Traveling home on the regional rail train, I encountered a poster advertisement that proclaimed:
It's NOT ENOUGH for us to be THE BEST HOSPITAL we can be. We want to help you become...
and here I expected to read something like "the healthiest person you can be." But what actually followed was
THE BEST CONSUMER you can be.
Say what?
What does being a consumer have to do with my health care, and why does a hospital want to help me be the BEST one I can be? Well, of course, I'm being silly. Here in the good ol' U. S. of A., health care is treated like a commodity, just like anything everything else. I could almost hear them singing "Be - all that you can be - a consumer - of health commodities!"
I did not experience my visit with my neurologist and the care he provided as akin to a trip to the mall, but in Chester County Hospital's eyes I suppose I was CONSUMING a botox treatment.

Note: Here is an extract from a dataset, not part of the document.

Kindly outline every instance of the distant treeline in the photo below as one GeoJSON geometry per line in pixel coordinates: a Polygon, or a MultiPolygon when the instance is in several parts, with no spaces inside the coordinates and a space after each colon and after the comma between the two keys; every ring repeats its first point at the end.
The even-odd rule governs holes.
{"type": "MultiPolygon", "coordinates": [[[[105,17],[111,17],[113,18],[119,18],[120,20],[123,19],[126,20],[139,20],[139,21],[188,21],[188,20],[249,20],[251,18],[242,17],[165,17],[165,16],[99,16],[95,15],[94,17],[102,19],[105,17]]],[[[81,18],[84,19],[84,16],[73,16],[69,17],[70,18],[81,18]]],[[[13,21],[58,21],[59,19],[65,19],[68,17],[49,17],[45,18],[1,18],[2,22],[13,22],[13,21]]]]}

The problems with this commodification of health care are many, but let me just state the painfully obvious. When I went to the mall today and bought myself a spiffy new pair of ankle boots, that was consumption. I made a choice to buy a product that I didn't really need but wanted and could use. When I went to my neurologist last Friday, it wasn't like I woke up thinking "gee, a botox treatment would be just the thing. I believe I'll sashay on down to Jefferson Headache Clinic and buy one!" The interaction I had with my neurologist last Friday had nothing in common with the transactions I conducted at the mall today.
Now, the folks who are getting botox designed as beauty treatments because they fear aging - those folks are consumers. Maybe CCH can help them be the best ones they can be. But you don't choose to be ill, and being treated for illness isn't an optional frill.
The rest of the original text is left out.